A la fin de notre entretien, comme pour étayer son témoignage par un document, elle me montra cette photo de Marie-Claude que cette dernière lui avait remise juste après la guerre, à Soissons, en juin 1945. Je découvrais avec beaucoup d’émotion et pour la première fois, le visage de cette adolescente après avoir été traquée, cachée, puis sauvée, orpheline de ses parents. Au dos de cette photo, elle avait écrit comme preuve de son amitié à « Lulu » en mémoire de ces jours de janvier 44 passés dans leur chambrée du collège :
![Photographie, recto et verso, de Marie-Claude Cahen, juin 1945. [Collection privée – Lucienne Lobry-Debruyère].](https://itinerairesdememoire.files.wordpress.com/2016/02/marie-claude-cahen-verso.jpg?w=225&h=300)

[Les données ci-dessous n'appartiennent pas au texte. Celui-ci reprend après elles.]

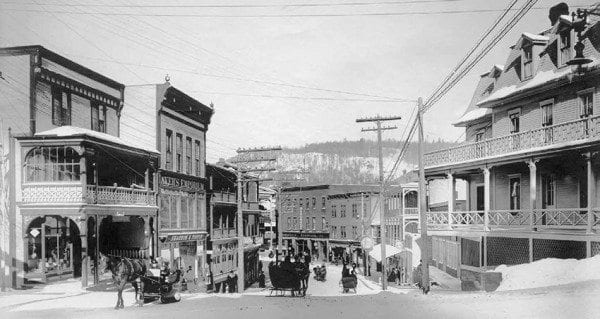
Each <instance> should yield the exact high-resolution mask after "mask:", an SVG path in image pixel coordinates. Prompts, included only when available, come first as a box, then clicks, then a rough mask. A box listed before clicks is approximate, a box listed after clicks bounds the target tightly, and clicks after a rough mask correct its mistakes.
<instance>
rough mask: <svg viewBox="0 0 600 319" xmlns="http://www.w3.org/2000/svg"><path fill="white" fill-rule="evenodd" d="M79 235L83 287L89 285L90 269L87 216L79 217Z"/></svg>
mask: <svg viewBox="0 0 600 319" xmlns="http://www.w3.org/2000/svg"><path fill="white" fill-rule="evenodd" d="M79 220H80V221H79V222H78V223H77V224H79V225H78V226H79V231H80V233H79V237H80V238H81V287H83V288H85V287H87V285H88V270H89V266H90V263H89V257H88V256H89V254H88V245H87V241H88V236H87V234H88V230H87V218H85V217H79Z"/></svg>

Photographie, recto et verso, de Marie-Claude Cahen, juin 1945. [Collection privée – Lucienne Lobry-Debruyère].
– Madame Lobry je vous remercie sincèrement de m’avoir accordé ce témoignage très important.
– Dans ma tête cette histoire est toujours restée gravée dans ma tête. C’est moi qui vous remercie de l’écoute attentive que vous m’avez accordée. Je me sens soulagée de souvenirs que je souhaitais transmettre avant que ma mémoire ne s’efface.
Les parents de Marie-Claude, Paul et Fernande Cahen, ont été déportés de Drancy vers Auschwitz-Birkenau dans le convoi n°67 du 3 février 1944. Ils périrent pendant le trajet ou à leur arrivée dans les chambres à gaz de Birkenau le 6 février.
[1] Lucienne n’a découvert ce livre paru en 1992 que récemment, au hasard d’une brocante. En octobre 2014, elle écrivit à l’auteur pour révéler son témoignage mais elle n’eut pas de réponse.